Man sagt, dass die Amerikaner Gewinner mögen. Stimmt nicht, zumindest nicht bei einem Jungen, dem gar nichts gelingt. Charlie Brown ist eine der bekanntesten Comicfiguren nicht nur Amerikas, sondern der Welt. Jetzt wird der Ruheständler 65 Jahre alt.
Charles Monroe Schulz, der Sohn eines Deutschen, hatte immer gern gezeichnet, am liebsten seinen Hund Spike. Er machte einen Comic namens «Li'l Folks» daraus, und seine Heimatzeitung in Minnesota druckte ihn sogar. Einer dieser «kleinen Leute» war ein Junge mit großem Kopf und weißem T-Shirt, der immer verlor: Charlie Brown. Doch diese «Geschichte großen amerikanischen Misserfolgs» (Schulz) hatte Potenzial. Und so bekam Charlie am 2. Oktober 1950 seinen eigenen Comicstrip.
Der große Kopf war übrigens zum Anfang noch größer. Aber Schulz änderte das, färbte auch das T-Shirt gelb und verpasste ihm einen schwarzen gezackten Streifen. Derzeit sieht man solche Hemden wieder in den USA in den Läden liegen. Es ist bald Halloween, und leichter kann man sich nicht in eine Person verwandeln, die wirklich jeder kennt.
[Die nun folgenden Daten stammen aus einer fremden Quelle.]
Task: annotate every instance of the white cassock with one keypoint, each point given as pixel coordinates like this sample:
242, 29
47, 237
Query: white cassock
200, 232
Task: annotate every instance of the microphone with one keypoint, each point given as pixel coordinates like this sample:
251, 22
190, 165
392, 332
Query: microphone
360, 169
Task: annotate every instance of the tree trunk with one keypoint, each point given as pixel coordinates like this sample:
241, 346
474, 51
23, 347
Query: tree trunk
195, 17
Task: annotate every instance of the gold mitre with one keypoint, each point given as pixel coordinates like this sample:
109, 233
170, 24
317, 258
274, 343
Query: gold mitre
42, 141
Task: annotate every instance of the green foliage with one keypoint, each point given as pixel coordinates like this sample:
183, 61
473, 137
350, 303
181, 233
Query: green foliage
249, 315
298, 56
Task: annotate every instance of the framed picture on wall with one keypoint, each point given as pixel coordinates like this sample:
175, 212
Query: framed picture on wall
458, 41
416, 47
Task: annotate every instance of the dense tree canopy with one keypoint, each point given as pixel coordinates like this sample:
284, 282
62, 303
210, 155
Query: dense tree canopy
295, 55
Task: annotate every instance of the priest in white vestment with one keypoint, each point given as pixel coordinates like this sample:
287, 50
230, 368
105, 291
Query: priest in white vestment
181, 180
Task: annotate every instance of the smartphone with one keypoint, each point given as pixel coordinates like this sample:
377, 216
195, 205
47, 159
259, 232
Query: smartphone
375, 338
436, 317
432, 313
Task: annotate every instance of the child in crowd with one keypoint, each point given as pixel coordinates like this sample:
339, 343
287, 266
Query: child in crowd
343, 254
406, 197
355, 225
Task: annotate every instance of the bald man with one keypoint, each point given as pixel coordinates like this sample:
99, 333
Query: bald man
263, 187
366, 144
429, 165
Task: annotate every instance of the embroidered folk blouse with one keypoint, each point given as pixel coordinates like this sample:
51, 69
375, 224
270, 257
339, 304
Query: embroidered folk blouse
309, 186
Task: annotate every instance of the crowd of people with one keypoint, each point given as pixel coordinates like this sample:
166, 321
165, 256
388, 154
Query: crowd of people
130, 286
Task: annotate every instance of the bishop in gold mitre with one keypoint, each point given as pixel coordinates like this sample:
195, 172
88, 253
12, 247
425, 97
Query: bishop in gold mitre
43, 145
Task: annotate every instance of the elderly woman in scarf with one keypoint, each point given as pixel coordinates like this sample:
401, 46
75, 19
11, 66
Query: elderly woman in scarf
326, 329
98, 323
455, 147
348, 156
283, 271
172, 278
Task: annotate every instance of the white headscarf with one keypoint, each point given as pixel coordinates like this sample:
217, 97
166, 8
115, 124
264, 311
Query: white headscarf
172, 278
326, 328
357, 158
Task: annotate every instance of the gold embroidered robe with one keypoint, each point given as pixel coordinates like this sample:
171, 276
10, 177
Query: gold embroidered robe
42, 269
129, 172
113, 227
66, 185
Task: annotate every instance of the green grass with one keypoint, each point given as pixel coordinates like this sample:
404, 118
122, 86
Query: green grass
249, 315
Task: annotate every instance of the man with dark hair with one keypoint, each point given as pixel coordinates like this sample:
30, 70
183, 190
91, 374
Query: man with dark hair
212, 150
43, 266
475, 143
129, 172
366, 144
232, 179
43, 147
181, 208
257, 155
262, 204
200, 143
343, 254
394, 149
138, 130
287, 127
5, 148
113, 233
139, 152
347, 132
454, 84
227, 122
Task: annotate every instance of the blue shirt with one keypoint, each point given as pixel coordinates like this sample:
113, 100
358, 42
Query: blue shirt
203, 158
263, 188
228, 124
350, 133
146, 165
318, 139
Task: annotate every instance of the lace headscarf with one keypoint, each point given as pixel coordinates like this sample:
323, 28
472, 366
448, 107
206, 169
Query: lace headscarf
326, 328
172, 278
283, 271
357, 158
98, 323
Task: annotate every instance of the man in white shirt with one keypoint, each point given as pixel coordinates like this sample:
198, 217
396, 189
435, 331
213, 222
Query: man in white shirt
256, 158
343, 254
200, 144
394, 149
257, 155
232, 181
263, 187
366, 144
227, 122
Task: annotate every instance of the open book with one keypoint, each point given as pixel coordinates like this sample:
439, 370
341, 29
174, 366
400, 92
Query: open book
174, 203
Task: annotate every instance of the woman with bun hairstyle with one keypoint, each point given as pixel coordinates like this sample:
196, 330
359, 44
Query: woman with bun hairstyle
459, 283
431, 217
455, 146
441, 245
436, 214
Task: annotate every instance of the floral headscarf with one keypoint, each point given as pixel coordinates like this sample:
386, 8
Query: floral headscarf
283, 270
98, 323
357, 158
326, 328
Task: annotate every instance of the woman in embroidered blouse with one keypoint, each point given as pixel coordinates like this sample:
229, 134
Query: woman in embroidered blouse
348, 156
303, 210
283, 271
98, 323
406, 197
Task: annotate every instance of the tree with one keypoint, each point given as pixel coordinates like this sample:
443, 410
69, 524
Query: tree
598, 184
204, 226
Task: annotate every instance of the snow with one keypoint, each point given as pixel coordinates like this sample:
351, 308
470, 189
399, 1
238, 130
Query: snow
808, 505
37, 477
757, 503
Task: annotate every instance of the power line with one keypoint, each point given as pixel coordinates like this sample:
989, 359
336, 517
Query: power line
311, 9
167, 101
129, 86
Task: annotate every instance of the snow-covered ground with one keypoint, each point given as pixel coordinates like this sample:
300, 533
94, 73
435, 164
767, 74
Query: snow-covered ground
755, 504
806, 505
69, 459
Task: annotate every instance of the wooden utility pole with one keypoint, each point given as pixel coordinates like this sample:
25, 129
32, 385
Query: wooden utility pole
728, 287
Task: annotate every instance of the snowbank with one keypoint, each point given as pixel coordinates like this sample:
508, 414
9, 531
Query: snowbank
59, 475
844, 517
Dazu braucht man eigentlich ja noch den kugelrunden Kopf mit dem Haarkringel. Das war Schulz' Spezialität: Mit ein paar Federstrichen lässt sich eine Figur skizzieren, die in Dutzenden Ländern sofort erkannt wird. In Deutschland ging das so weit, dass der Name der Comicstrips, «Peanuts», gar nicht erst verwendet wurde. Es war einfach «Charlie Brown». In Frankreich diente er sogar als Namenspate für die Satirezeitschrift «Charlie Hebdo». Und Hans Blum («Im Wagen vor mir fährt ein junges Mädchen») sang sich 1959 sogar in die Charts mit «Das ist ein Clown, der Charlie Brown. Ja, wenn der Lehrer spricht, wer hört gar nicht hin?»
Aber der Lehrer spricht ja gar nicht. Wie überhaupt Erwachsene nicht zu Wort kommen. In den Comics kommen sie gar nicht erst vor, in den Filmen ist ihre Stimme das Quäken einer Posaune. Die Helden sind die Kinder - die allerdings wie Erwachsene agieren. Das tut auch der heimliche Star, der zwei Tage nach Charlie auftauchte: Snoopy, der coole Beagle, der am liebsten auf dem Dach seiner Hundehütte liegt und von dort auch mal die Luftkämpfe des Ersten Weltkriegs nachträglich ausficht.
Aus den Comics wurden Filme, und die verkauften sich vor allem in den Sechzigern und Siebzigern wie von selbst. Charlie Brown und Snoopy wurden zu einem Stück Kulturgut. Und nicht zuletzt zu einem Markenartikel. Mit «Peanuts»-Kram könnte man eine ganze Wohnung einrichten. Nicht nur auf der Erde: Als im Mai 1969 Apollo 10 den Mond für die Landung der ersten Menschen zwei Monate später erkundete, hatte das Raumschiff das Rufzeichen «Charlie Brown». Die Mondfähre hieß «Snoopy». The Beagle has landed.
Kritiker sagten, dass der Tiefgang der ersten Jahre zuletzt verlorenging. Ein Erfolg blieben sie dennoch, bis zum 13. Februar 2000. Es war ein Sonntag, und da sind die Comics immer größer und bunt. Bei «Peanuts» - das steht im Amerikanischen auch für «Kleinigkeiten» und gab der Serie ihren Namen - waren da ein paar Bilder der Helden zu sehen und ein paar persönliche Zeilen von Charles M. Schulz, der sich bei seinen Fans bedankte. Und verabschiedete. Am Tag zuvor war er im Alter von 77 Jahren gestorben.
Schulz hatte jeden Strip selbst gezeichnet. Nach seinem Tod sollte niemand seine Arbeit fortsetzen. Doch seit drei Jahren gibt es den Strip wieder, von zwei anderen Autoren. In einem der letzten passierte es wieder: Lucy zieht im letzten Moment den Ball weg und Charlie Brown fällt auf die Nase. Wie jedes Mal. Er ist eben doch ein Verlierer.